Washington State University researcher Dana Shaw has been awarded a $420,750 grant to investigate how ticks suppress the bacteria they carry, work that may open the door to new, more effective ways to limit the spread of tick-borne illnesses like Lyme disease.
The two-year project, funded through a National Institutes of Health R21 award from the National Institute of Allergy and Infectious Diseases, will study how tick immune systems work and how that affects their ability to carry and spread disease-causing pathogens. The research could help lay the groundwork for strategies that stop tick-borne diseases in ticks before they reach people or animals.
"A tick's immune system can restrict pathogens like the bacteria that cause Lyme disease, but we still don't know how that works at a molecular level," said Shaw, an associate professor and Caroline Engle Distinguished Professor of Infectious Disease in the College of Veterinary Medicine's Department of Veterinary Microbiology and Pathology. "If we can identify those mechanisms, it could open the door to stopping transmission at the source."
Shaw's lab has spent years investigating vector competency, or a tick's ability to harbor and transmit pathogens. Her team has focused on an immune pathway known as the immune deficiency, or IMD, pathway. While this pathway has been well studied in insects, far less is known about how it works in ticks, including how it suppresses pathogens such as Borrelia burgdorferi, which causes Lyme disease, and Anaplasma phagocytophilum, which causes anaplasmosis.
Previous research from Shaw's group showed that cellular stress responses can activate this pathway in ticks, but the question of what molecules the pathway produces to kill or control invading microbes remains. The new project is designed to answer that question.
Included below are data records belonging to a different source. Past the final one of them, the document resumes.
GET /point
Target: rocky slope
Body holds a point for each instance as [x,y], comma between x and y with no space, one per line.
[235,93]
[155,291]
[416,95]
Using a computational tool developed by Shaw's lab called ArthroQuest, researchers will scan the tick genome for genes controlled by key immune signals. Early results point to a promising candidate called Tachylectin-5, a protein linked to immune defense in horseshoe crabs that may help ticks recognize and neutralize bacteria.
"No one has looked at this in ticks before," Shaw said. "It could represent an entirely different mechanism of killing pathogens than what we see in insects."
The team will also use new genetic tools to study tick cells in the lab, allowing them to turn the pathway on and see which genes respond, helping researchers to better understand how ticks mount their immune defense against pathogens.
The findings could lead to new approaches to fighting tick-borne disease. Most current strategies focus on treating infections after they occur or preventing them through vaccines and public health measures. Shaw's research may allow infections to be targeted in ticks before transmission.
"If we understand what ticks are doing to control these pathogens, we can potentially enhance those processes," she said. "That could mean designing new interventions that stop transmission before it ever reaches humans or animals."
The grant will support a postdoctoral researcher and a graduate student working in Shaw's lab.
NIH NIAID R21 grants support high-risk, early-stage research with the potential to generate new insights into infectious disease and immunity.